3.11 qRT-PCR key genes in vitro of UC

Expression levels of these four key genes were also assessed in vitro using the RAW264.7 cell line and a co-culture model. In co-cultured RAW264.7 cells, mRNA expression levels of IDO1 and NPY1R were significantly upregulated compared to the normal RAW264.7 cell line (Fig 9G-9H and S1 Fig).

4. Discussion

The global incidence of immune-mediated inflammatory diseases (IMIDs), particularly ulcerative colitis (UC) and rheumatoid arthritis (RA), has surged in recent decades, imposing substantial clinical and economic burdens [11]. Emerging evidence underscores their shared pathogenesis, including dysregulated IL-17 signaling, microbiota-immune axis disruption, and neutrophil-dominated inflammation [14,15]. Mendelian randomization studies further support their genetic interplay, with overlapping risk loci implicating common immunopathogenic mechanisms [16]. Notably, Korsunsky et al [17] identified conserved fibroblast activation states in both diseases, while microbiome studies reveal causal links between gut dysbiosis and systemic inflammation [18]. Recent multi-omics analyses have further highlighted the role of macrophage plasticity in bridging intestinal and joint inflammation, with transcriptional reprogramming driven by epigenetic modifiers such as HDAC3 [1923]. Despite these advances, the molecular drivers of their comorbidity remain poorly defined, hindering dual-disease therapeutic strategies.
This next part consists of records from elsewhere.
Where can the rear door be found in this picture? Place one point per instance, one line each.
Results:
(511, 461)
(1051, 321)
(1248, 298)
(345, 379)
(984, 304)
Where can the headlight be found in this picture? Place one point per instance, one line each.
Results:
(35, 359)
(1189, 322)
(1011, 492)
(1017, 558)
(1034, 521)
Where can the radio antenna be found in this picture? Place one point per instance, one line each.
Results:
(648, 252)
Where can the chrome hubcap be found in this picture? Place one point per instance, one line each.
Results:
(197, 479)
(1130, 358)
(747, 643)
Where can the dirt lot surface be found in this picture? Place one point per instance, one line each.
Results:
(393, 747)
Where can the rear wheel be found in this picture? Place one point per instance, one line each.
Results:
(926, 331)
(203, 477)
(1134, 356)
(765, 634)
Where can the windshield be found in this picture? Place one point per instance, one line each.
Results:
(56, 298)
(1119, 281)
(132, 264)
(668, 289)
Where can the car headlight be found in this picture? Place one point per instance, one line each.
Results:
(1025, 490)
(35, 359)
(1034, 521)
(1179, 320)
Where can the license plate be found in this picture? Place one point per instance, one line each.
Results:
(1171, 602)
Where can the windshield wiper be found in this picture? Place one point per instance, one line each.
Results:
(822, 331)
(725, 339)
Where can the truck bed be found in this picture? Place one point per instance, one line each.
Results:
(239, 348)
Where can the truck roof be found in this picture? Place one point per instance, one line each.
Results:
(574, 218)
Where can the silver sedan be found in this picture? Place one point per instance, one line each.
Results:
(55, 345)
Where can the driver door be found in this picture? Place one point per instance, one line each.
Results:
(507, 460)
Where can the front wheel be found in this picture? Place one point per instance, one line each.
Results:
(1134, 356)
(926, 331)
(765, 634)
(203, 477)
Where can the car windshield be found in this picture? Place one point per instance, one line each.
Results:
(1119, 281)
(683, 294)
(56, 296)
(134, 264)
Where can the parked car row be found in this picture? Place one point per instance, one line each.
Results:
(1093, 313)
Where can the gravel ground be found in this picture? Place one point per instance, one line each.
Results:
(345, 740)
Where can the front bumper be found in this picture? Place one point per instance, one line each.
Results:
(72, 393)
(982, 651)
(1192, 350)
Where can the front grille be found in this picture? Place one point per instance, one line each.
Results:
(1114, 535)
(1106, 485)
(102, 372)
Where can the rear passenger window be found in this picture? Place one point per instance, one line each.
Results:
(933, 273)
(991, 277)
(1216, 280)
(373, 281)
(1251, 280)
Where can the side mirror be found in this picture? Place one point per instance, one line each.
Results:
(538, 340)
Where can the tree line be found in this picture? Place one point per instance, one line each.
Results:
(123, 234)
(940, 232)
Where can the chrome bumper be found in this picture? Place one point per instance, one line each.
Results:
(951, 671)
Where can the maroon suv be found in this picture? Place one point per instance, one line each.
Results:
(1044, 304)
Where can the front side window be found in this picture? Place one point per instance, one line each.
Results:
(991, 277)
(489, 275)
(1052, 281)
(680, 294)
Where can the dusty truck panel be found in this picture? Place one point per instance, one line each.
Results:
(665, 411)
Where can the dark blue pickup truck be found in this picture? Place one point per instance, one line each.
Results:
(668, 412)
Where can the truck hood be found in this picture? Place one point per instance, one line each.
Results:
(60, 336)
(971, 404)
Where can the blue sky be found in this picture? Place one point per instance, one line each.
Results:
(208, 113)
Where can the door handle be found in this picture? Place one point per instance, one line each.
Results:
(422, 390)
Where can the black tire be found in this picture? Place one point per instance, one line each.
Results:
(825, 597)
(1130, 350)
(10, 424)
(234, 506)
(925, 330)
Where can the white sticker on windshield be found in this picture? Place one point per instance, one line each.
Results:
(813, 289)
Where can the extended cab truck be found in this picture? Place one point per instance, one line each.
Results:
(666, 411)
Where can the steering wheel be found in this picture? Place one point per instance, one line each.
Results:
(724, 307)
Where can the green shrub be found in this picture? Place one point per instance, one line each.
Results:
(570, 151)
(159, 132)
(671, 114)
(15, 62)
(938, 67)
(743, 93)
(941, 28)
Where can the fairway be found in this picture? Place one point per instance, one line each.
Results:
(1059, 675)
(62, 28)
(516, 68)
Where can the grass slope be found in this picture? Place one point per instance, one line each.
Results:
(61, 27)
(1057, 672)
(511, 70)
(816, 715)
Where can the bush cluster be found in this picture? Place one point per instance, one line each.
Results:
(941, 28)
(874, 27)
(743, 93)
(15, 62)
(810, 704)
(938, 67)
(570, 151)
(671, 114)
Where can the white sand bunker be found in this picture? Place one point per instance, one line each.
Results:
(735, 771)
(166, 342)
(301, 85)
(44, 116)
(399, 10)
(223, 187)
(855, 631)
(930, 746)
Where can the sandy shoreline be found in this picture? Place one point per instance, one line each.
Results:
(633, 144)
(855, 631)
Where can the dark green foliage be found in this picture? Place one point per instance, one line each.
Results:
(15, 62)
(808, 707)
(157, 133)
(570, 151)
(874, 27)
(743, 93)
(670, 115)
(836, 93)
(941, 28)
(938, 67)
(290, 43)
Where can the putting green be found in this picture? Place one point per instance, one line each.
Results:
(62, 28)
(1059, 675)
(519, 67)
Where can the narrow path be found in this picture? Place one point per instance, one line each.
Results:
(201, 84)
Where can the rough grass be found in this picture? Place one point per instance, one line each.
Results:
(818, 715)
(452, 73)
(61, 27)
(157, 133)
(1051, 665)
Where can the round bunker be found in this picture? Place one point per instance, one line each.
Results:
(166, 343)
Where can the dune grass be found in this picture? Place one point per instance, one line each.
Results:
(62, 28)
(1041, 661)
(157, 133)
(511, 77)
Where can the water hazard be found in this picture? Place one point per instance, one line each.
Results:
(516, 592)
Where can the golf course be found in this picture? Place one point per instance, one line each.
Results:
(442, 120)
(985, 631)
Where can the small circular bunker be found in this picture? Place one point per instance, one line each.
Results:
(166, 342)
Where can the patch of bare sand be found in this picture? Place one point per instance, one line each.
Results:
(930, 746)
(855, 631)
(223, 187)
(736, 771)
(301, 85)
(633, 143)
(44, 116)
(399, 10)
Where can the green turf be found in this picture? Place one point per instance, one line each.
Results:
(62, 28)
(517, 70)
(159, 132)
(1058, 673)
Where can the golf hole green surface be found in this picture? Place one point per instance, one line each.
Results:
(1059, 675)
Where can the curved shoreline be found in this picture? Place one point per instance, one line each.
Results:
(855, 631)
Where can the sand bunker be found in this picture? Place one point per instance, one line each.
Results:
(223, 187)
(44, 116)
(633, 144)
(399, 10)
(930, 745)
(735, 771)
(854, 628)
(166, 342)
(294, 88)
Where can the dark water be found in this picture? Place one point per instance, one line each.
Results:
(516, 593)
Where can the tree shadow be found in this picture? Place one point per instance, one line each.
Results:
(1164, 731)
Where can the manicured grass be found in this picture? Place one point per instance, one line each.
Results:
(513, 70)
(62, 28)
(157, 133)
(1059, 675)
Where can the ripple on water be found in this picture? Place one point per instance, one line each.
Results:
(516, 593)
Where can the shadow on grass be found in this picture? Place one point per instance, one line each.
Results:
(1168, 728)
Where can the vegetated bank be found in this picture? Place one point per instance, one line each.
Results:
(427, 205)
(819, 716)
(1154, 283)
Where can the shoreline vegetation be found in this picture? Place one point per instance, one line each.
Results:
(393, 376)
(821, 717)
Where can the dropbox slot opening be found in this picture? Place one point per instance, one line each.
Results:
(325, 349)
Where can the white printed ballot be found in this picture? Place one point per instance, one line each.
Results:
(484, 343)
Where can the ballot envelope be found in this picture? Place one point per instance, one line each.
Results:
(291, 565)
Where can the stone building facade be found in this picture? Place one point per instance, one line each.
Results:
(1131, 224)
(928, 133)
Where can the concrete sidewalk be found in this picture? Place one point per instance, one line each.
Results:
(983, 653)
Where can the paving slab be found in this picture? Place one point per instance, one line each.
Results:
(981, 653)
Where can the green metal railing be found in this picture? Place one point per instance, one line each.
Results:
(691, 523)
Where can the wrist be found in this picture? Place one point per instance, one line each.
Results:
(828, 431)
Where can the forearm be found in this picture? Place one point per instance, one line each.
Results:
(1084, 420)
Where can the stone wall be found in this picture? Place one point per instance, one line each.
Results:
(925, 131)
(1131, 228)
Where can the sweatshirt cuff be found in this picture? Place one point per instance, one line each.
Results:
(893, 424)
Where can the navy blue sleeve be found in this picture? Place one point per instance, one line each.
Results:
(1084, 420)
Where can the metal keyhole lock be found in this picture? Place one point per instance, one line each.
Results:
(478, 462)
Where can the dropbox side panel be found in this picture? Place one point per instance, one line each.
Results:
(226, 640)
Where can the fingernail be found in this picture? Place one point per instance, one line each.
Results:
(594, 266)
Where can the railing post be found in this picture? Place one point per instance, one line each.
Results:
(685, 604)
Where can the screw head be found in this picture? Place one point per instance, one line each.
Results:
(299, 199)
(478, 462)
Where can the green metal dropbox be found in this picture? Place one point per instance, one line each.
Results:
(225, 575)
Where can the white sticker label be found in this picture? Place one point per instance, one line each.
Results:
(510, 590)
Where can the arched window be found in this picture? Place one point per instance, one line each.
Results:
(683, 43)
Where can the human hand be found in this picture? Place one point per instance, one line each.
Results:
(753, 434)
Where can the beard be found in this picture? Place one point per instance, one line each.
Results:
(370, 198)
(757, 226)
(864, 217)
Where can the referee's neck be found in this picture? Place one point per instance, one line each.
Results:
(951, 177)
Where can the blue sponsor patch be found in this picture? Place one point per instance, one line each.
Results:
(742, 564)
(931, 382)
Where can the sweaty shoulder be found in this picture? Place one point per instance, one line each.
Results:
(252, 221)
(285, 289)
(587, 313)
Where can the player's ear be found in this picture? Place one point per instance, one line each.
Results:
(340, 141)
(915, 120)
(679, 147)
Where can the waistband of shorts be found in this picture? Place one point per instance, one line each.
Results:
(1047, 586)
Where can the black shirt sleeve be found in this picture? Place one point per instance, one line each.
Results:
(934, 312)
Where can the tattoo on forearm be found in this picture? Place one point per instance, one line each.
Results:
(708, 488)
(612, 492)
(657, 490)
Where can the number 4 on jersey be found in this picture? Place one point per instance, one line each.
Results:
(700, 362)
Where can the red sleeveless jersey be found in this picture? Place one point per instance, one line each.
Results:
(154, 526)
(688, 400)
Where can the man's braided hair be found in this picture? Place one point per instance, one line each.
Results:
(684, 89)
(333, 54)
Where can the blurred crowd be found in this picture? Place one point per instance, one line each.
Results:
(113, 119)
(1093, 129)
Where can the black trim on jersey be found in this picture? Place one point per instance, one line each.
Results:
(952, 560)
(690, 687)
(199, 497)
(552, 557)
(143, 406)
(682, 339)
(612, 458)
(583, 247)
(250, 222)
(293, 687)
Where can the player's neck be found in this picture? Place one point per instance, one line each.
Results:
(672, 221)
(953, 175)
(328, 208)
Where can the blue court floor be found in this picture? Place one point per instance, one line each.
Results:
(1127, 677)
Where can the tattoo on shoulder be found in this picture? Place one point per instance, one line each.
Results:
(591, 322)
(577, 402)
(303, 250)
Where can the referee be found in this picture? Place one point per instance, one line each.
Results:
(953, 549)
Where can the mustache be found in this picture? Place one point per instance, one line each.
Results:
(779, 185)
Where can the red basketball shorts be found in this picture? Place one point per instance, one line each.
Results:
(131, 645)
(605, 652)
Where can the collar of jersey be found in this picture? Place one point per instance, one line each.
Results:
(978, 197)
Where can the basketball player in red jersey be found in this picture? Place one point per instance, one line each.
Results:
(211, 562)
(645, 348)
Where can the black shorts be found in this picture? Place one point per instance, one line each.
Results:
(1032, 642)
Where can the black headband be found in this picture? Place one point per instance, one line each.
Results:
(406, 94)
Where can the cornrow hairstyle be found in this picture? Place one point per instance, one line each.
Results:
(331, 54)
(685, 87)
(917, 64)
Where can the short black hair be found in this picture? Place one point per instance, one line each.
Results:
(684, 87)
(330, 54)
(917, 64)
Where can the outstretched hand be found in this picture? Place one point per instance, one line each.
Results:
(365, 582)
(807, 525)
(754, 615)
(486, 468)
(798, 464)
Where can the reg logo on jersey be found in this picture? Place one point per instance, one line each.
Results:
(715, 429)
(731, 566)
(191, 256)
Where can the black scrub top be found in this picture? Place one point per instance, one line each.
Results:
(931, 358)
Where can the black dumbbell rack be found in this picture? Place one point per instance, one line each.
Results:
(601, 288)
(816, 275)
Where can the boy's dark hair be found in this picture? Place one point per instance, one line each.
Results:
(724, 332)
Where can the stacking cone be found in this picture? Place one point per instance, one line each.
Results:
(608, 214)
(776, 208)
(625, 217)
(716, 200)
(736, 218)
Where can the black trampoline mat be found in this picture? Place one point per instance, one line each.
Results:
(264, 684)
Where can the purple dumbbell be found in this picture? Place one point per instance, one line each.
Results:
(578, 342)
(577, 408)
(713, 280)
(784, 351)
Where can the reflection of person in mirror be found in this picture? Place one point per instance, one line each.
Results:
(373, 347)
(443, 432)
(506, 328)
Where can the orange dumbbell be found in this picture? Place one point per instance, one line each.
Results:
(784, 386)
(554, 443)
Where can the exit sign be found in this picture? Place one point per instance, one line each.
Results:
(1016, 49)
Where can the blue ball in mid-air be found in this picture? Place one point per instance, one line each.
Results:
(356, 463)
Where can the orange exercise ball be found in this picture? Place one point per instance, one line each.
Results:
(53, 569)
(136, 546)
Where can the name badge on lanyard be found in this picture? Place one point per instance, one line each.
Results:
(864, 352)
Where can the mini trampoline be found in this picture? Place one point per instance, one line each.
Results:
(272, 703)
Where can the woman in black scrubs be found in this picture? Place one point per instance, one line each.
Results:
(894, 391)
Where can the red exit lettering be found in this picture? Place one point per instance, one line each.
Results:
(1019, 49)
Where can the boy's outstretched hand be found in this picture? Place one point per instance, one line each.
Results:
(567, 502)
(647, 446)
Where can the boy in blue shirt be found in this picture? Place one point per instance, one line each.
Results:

This study integrated a machine learning framework to prioritize four biomarkers (DUOX2, IDO1, NPY1R, SELL) from the 19 shared DEGs between RA and UC. Each of these molecules may play a distinct and important role in inflammatory processes.

IDO1 is a key immunomodulatory enzyme. It may contribute to immune tolerance, primarily through the TGF-β pathway during antigen sensitization [24,25]. It also might promote angiogenesis and IL-6 production through GCN2-mediated stress responses [26]. This contributes to chronic inflammation and offers a potential therapeutic target for autoimmune conditions [27]. DUOX2 is critical for mucosal oxidative defense and microbiome homeostasis. Dysfunction of DUOX2 amplifies IL-17C-driven inflammation in response to Gram-negative bacteria [28,29]. In UC, the expression of DUOX2 is increased. This disrupts intestinal barrier integrity and promotes dysbiosis [30]. DUOX2 may also influence mucin expression, further affecting barrier function and immune regulation [31]. NPY1R is a typical G-protein-coupled receptor (GPCR) that has been extensively studied for its role in regulating intestinal inflammation. It modulates pro-inflammatory signaling by interacting with the pro-inflammatory cytokine TNF [32]. NPY1R regulates diverse processes, including cell proliferation, osteoblast differentiation, and pain perception. This highlights its broad role in chronic inflammation and bone remodeling in RA [3335]. SELL (CD62L) is an adhesion molecule that facilitates leukocyte rolling and trans-endothelial migration (TEM) [36]. It enables neutrophil infiltration into inflamed tissues via interactions with PECAM-1 [37]. SELL is implicated in immune cell aggregation in synovial and intestinal mucosa, making it a key player in both UC and RA [38].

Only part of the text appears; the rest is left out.